# Population Genetics > Y-DNA Haplogroups > N1c >  Another N1C here

## blueridge

Hey everyone, we're a smaller group but you have one more member here now. 

I'm N1C1.

----------


## Fire Haired

It does not matter if u are from North Carolina. what matter is were ur direct father line is from in the old world. That is were u get ur N1c1. 

Here is a map of it in europe


It is connected with the spread of Uralic languages and spreading to Europe with Kunda and comb cermic cultures 6,000-8,000ybp. U should look at eupedia Migrations maps click here. This Y DNA N is Mongliod. It is the brother of O dominte in east asia and couins of Q and R. It is why Finnish and other Uralic speaking Europeans have so much higher Mongliod admixture in aust dna than other Europeans who have about always 0%.(click here). my Y DNA haplogroup also was originally Mongliod I have Germanic Italo Celtic R1b1a2a1 L11 (X R1b1a2a1a1 S21, X for Italo Gaulish R1b1a2a1a2b S28, X for mainly Insular Celtic R1b1a2a12c L21). 

Y DNa R was orignally Mongliod estimated to be about 30,000 years old. It somehow mixed with Caucasians. Which is why R2 exists in Caucasins mainly around Afghanstian Iran area. But R1 actulley also exists in Native Americans and Siberians. But R1a and R1b all in Caucasins both are estimate to be about 18,000 years old. I dont know the full history but R1b seems to have orignated around the mid east.
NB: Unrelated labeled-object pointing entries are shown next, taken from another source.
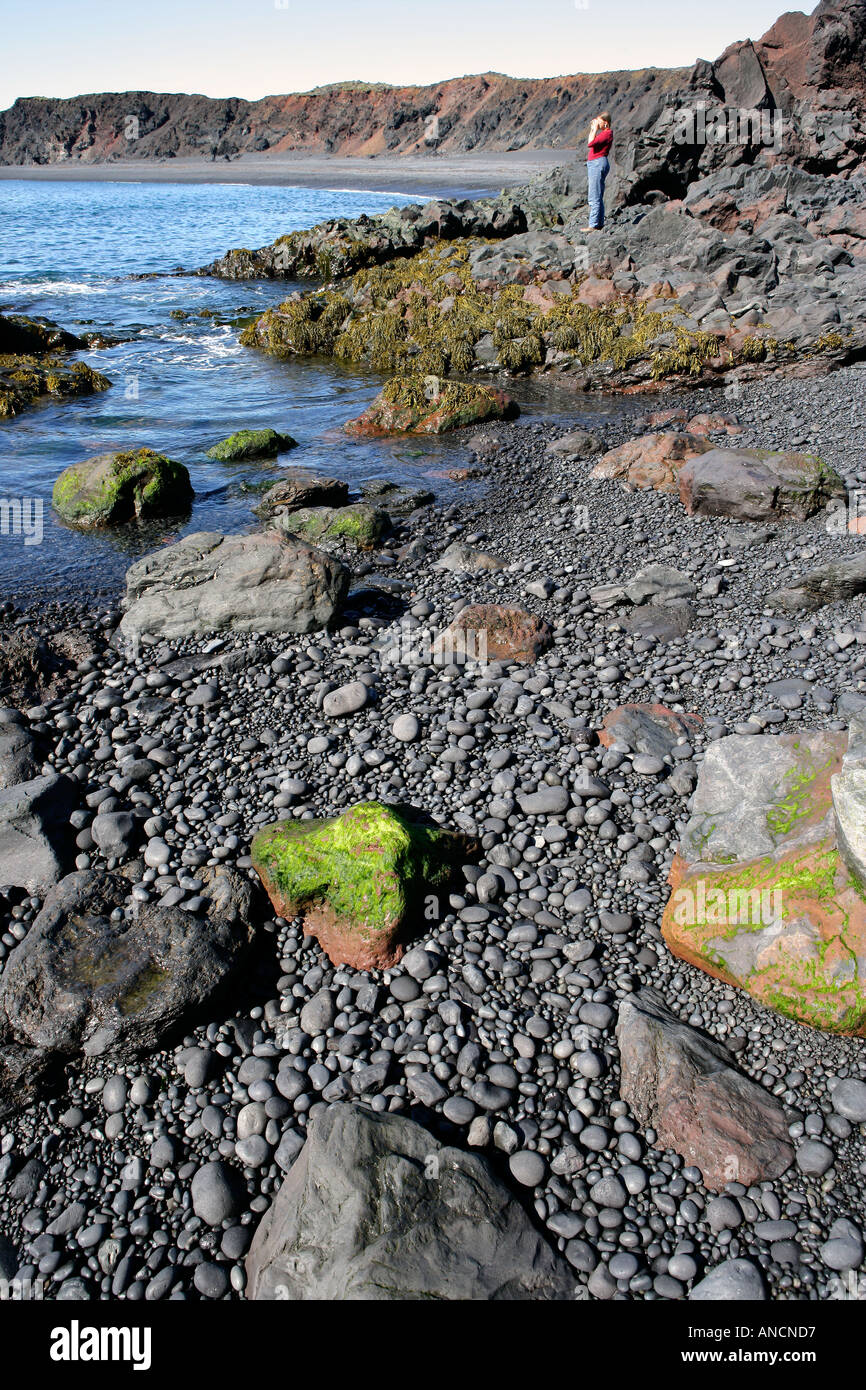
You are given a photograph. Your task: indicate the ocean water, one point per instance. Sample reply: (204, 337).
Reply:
(74, 252)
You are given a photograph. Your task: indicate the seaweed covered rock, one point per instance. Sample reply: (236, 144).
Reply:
(377, 1208)
(756, 484)
(303, 489)
(356, 524)
(113, 488)
(762, 894)
(252, 444)
(27, 380)
(417, 405)
(356, 877)
(211, 583)
(685, 1086)
(85, 982)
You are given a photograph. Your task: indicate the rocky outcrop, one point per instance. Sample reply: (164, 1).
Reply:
(684, 1084)
(91, 979)
(762, 887)
(420, 405)
(35, 841)
(252, 444)
(34, 363)
(756, 485)
(209, 583)
(355, 879)
(494, 633)
(377, 1208)
(113, 488)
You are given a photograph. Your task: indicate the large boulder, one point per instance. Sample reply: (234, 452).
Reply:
(303, 489)
(649, 462)
(357, 524)
(377, 1208)
(756, 484)
(35, 838)
(209, 583)
(684, 1084)
(85, 983)
(252, 444)
(113, 488)
(495, 633)
(431, 405)
(355, 877)
(831, 583)
(762, 895)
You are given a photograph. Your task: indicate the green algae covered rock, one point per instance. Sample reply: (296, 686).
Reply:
(252, 444)
(113, 488)
(762, 888)
(356, 877)
(430, 405)
(357, 524)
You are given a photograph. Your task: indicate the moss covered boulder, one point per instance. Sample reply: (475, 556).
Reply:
(357, 524)
(356, 879)
(113, 488)
(762, 888)
(431, 405)
(252, 444)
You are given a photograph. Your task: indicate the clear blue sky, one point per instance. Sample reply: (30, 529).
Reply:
(253, 47)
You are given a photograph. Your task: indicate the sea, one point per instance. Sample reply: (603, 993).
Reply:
(116, 259)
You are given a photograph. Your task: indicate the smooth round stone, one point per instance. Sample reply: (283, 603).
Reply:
(253, 1151)
(406, 729)
(850, 1100)
(156, 852)
(405, 988)
(216, 1193)
(459, 1109)
(813, 1158)
(163, 1151)
(114, 1094)
(527, 1168)
(210, 1280)
(623, 1266)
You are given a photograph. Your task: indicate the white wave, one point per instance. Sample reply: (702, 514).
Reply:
(42, 288)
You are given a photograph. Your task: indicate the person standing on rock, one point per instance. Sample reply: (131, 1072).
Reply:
(598, 167)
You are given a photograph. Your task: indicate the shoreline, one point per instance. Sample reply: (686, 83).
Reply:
(396, 174)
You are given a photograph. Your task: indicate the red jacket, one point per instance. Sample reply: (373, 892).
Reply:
(599, 145)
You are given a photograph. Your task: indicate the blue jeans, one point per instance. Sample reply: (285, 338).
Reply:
(597, 175)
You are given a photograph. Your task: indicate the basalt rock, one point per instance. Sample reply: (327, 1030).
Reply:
(356, 879)
(209, 583)
(85, 983)
(377, 1208)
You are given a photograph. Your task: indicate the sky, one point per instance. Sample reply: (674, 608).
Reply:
(255, 47)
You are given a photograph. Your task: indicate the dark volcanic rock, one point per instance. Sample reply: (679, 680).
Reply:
(377, 1208)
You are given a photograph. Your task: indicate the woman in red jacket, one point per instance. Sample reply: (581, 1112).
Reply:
(598, 167)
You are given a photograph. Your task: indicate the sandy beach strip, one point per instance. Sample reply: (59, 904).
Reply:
(433, 174)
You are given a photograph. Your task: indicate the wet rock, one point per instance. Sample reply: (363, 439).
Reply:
(209, 583)
(113, 488)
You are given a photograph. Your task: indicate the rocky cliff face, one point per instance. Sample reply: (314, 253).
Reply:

Where it punched around for thousands of years. All i know is that R1a1a M17 originated around Russia and Ukriane or somewhere else in Europe. Then R1a1a1 M417 spread with INdo European languages same with R1b1a2a L51 learn more here (Y DNA spread by Indo Europeans). So because of INdo Europeans became dominate in many people around the world.


U should look at Eupedias Y DNA pages on the Genetics section.

----------


## adamo

N lineages are Mongolid? Your flawed understanding of this disturbs me. Mongolians are predominantly C with a very minor O substratum....where do you see N? Mongols are like 55% C and what? 10% O and N about, 10% each.

----------


## adamo

N lineages are Siberian; not Mongolid, nor East Asian.

----------


## Twilight

I think he meant race classification

----------


## adamo

Races don't exist; Mongolid is a useless term that denotes nothing at all; as is the entire concept of "Race".

----------


## adamo

Race is simply a form of visual classification; scientifically, it represents nothing.

----------


## Fire Haired

> N lineages are Mongolid? Your flawed understanding of this disturbs me. Mongolians are predominantly C with a very minor O substratum....where do you see N? Mongols are like 55% C and what? 10% O and Nabout, 10% each.
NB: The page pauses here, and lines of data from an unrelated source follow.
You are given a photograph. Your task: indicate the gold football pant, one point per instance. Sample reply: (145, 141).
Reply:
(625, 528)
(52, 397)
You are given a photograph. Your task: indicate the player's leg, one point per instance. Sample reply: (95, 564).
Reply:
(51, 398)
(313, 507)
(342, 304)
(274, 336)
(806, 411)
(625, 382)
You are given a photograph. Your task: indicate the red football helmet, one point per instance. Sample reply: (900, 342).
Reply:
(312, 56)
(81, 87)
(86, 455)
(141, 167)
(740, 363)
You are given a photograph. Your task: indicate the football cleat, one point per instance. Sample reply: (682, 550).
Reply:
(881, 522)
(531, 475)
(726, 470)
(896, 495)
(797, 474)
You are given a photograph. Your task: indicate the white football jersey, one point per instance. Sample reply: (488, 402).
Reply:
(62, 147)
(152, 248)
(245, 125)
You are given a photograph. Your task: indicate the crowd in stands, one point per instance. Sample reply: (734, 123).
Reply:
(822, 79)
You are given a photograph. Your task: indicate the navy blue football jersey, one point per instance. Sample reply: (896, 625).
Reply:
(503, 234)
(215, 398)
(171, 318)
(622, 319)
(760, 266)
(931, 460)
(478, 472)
Mongliod are not one Y DNa haplogroup. and yes look at human y dna tree on wikpedia and studies yes y dnja n was orignally mongliod. Y DNa is just a direct male line it does not tell full ancestry. 50% of Europeans have Y DNA R1 which was orignally mongliod but u find almost no traces of Mongliod in aust dna which tells full ancestry.

----------


## Fire Haired

> Race is simply a form of visual classification; scientifically, it represents nothing.


That is actulley very un true. click here. There are hUman familes Sub Sharen African, Oceania Mongliod, and Caucasin. The reason i dont call it Negriod like scientist in the 1800's did for sub sharen Africans black skin. Is because it also exists in the Oceania branch of Mongliod Oceania. Orignally before DNA testing people thought totally sub sahraen looking Oceania people were most related to them. But Aust dna, Y DNa, and mtDNa has shown they are very closely related to Mongliods and not to Sub Sahren africans. 
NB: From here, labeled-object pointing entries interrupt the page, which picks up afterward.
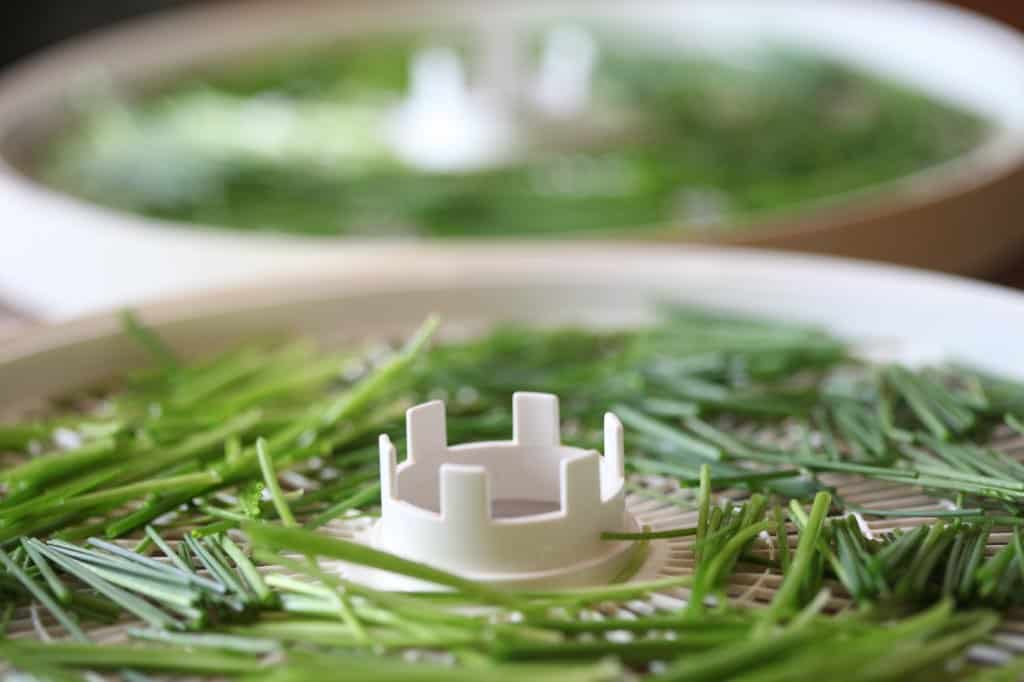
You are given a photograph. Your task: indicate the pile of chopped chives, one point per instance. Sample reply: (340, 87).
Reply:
(184, 512)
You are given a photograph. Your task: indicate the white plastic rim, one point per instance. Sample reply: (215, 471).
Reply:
(60, 257)
(940, 316)
(520, 512)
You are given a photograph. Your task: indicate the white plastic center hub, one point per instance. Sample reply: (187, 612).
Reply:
(527, 511)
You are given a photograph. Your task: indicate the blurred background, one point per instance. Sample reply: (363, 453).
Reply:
(162, 160)
(31, 26)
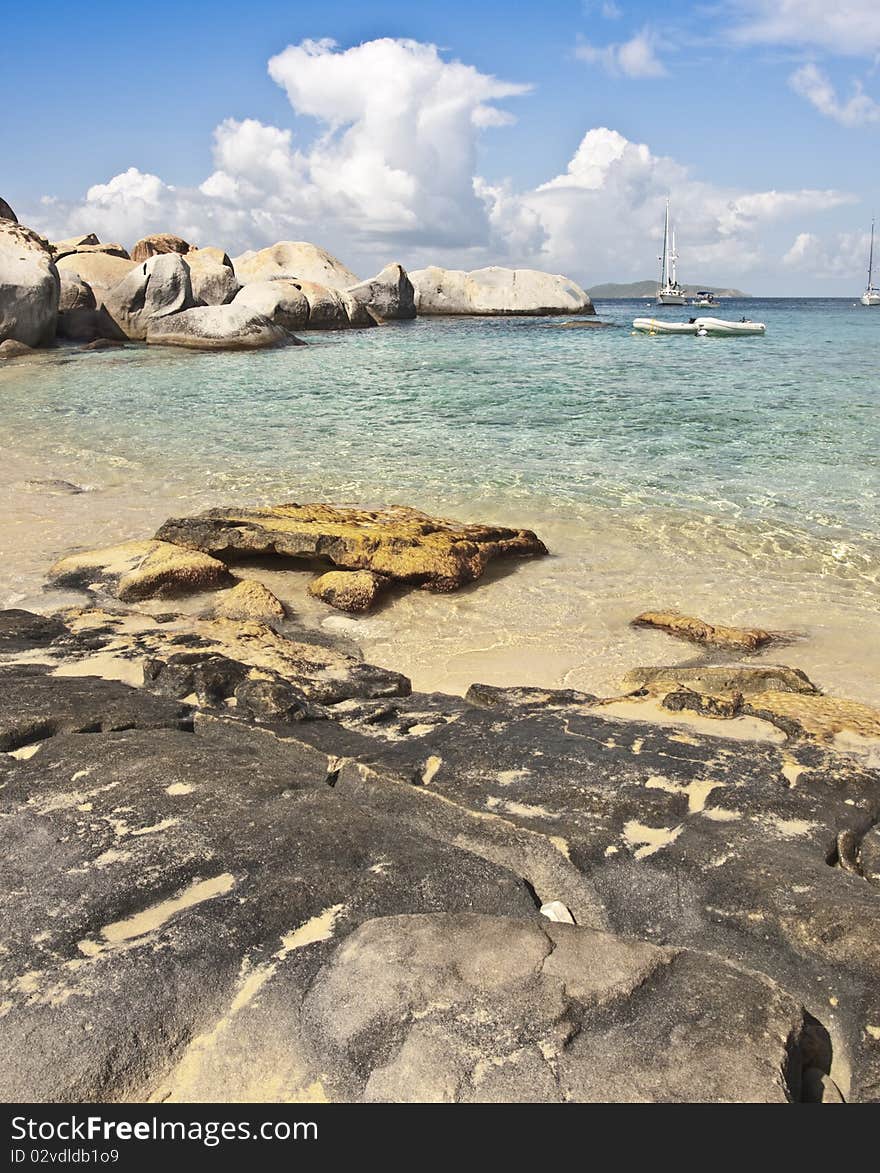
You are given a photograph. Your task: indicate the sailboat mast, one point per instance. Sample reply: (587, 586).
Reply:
(871, 256)
(664, 258)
There are human families and they do have distinct features.

----------


## blueridge

What is up with this website>> I keep getting: 

An error has occurred blueridge! You must have 10 posts in order to post links. Your current post count is 5.

I'm not trying to post any links at all !

----------


## uguner

> Race is simply a form of visual classification; scientifically, it represents nothing.


I agree. Your sentence reflects the truth.

----------


## blueridge

I'll take the quick route and just work around this error..

3

----------


## blueridge

2................

----------


## blueridge

...and....1...while I wait 30 more seconds.. :)

----------


## blueridge

Thanks, this particular migration map, as well as the long range historic origin of the N designations is not new to me. I'm sure it will be refined with more research and testing and this science is still in it's infancy.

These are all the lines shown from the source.